Gonçalo Mateus, o capitão da equipa, fala com carinho sobre a sua ligação com o Linda-a-Velha. “Cresci aqui, foi o meu primeiro lugar no futebol. Cheguei com quatro anos e estive até aos 15. Depois fui para fora, mas voltei. Esta é a minha terra e o meu espaço. Fiz muitos amigos e vivi momentos importantes aqui”, conta o atleta, sublinhando a ligação emocional que sente por esta formação.
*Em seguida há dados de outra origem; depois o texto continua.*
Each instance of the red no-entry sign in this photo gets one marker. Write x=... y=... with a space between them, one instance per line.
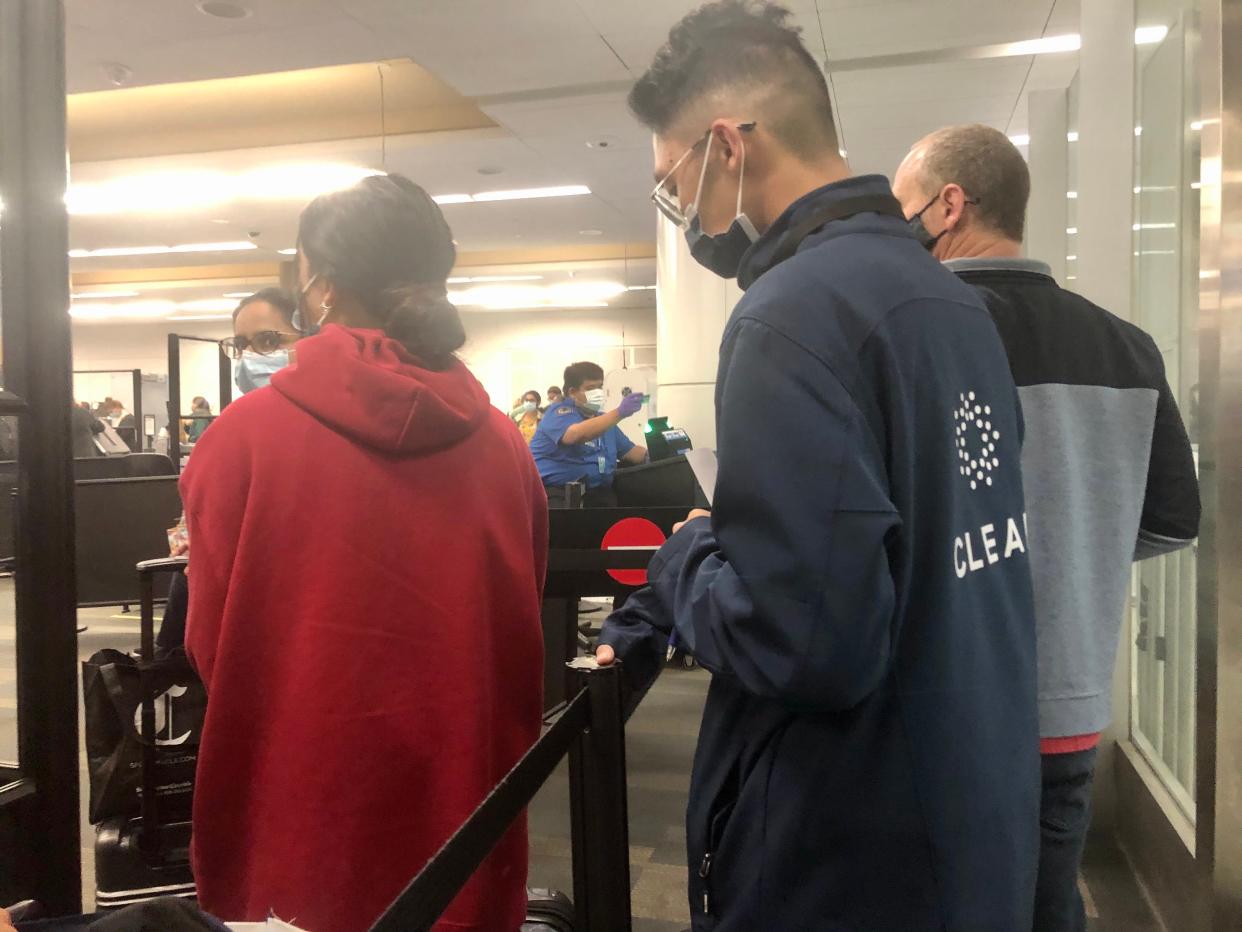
x=632 y=534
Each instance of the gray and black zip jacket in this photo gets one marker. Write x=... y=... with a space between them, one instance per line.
x=1108 y=472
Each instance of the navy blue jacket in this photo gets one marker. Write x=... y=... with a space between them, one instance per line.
x=868 y=757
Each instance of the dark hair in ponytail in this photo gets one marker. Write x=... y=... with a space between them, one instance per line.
x=386 y=242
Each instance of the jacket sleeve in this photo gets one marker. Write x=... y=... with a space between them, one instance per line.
x=639 y=633
x=789 y=589
x=1171 y=506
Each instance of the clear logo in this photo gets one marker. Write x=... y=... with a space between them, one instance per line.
x=975 y=439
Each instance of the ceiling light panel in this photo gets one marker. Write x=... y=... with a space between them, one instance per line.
x=165 y=191
x=118 y=251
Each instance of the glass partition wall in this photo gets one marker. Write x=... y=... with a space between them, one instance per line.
x=1163 y=623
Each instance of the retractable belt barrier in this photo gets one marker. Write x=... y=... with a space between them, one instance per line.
x=590 y=728
x=594 y=552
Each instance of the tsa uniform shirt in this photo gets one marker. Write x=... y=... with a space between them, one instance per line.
x=560 y=464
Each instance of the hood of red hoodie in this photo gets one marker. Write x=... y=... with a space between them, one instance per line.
x=368 y=387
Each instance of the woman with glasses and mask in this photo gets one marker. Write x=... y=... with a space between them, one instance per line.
x=261 y=346
x=263 y=337
x=527 y=414
x=369 y=549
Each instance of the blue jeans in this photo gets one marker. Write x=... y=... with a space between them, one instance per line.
x=1065 y=817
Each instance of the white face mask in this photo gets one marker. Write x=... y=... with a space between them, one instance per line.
x=595 y=399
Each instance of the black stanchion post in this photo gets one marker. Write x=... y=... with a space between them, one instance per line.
x=598 y=804
x=149 y=838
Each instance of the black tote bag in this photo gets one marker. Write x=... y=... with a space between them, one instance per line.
x=113 y=695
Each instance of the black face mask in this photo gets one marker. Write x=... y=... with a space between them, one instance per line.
x=723 y=252
x=919 y=229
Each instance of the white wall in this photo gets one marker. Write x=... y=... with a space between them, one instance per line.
x=144 y=346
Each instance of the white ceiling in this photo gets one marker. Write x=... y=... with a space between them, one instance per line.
x=553 y=73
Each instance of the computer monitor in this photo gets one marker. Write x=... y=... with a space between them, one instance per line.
x=665 y=441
Apesar desta paixão, o futebol distrital é marcado por desafios constantes e esta equipa não é exceção. A falta de recursos é uma realidade que obriga a equipa técnica e os jogadores a serem criativos. Paulo Oliveira, o treinador principal, reconhece as limitações, mas sabe que a solução está na adaptação. “Não podemos pedir mais do que temos. Temos que ser realistas. Não existe GPS ou equipamento de topo, mas temos um grupo de pessoas que dá tudo o que tem.”
O plantel treina apenas três vezes por semana e cada sessão é maximizada para trabalhar tanto a parte física quanto a tática. “Queremos trabalhar a defesa, o ataque, bolas paradas, tudo com o pouco tempo que temos”, explica Telmo Vaz, treinador-adjunto. “Com três treinos por semana, temos de ser muito eficientes.”
Mateus está habituado a esta dinâmica e a conciliar o futebol com o trabalho ou os estudos desde novo. “Já faço isto desde pequeno. Claro que temos de abdicar de algumas coisas, como saídas com amigos ou momentos com a família, mas quando gostamos fazemos o sacrifício”, comenta. Para Pedro Fernandes, o futebol é uma forma de descomprimir. “Depois de um dia de trabalho, vir aqui treinar é como desligar dos problemas. Venho para me divertir e estar com os meus colegas.”
O mister Paulo Oliveira sublinha a importância do compromisso no futebol distrital: “O talento é importante, claro, mas prefiro um jogador comprometido. Aqui, o que conta é a mentalidade. Sem compromisso, não há equipa.”
Muito mais do que futebol
O Linda-a-Velha não é apenas uma equipa de futebol. Para muitos dos jovens da freguesia é uma segunda casa. “O papel do Linda-a-Velha, como o de muitos pequenos clubes, é tirar os jovens da rua e dar-lhes algo produtivo. Estes clubes fomentam o desporto e ajudam a construir carácter”, afirma José Silva, diretor-desportivo. Para o dirigente, este espaço desportivo é mais do que um campo de treino, um local onde os jovens aprendem valores essenciais como a disciplina, o respeito, trabalho em equipa e os valores da comunidade”.
O esforço dos pais, voluntários e membros da comunidade é, na verdade, o que mantém a instituição em funcionamento. “É difícil gerir um clube da segunda distrital, especialmente com os recursos limitados, mas continuamos por carolice”, confessa o diretor. “As pessoas aqui ajudam no que podem, seja na organização dos jogos, na manutenção das instalações ou em eventos para angariar fundos.” Nos dias de jogo, o campo transforma-se num ponto de encontro com pais e amigos a apoiar.
Mateus e os seus colegas confirmam que este espaço desportivo vai muito além de um clube de futebol. “Foi o lugar onde comecei a crescer, onde aprendi o que é ser parte de uma equipa. Aqui fiz amigos para a vida e vivi experiências que nunca esquecerei. É mais do que futebol, é uma parte fundamental de quem sou hoje”, conclui o capitão.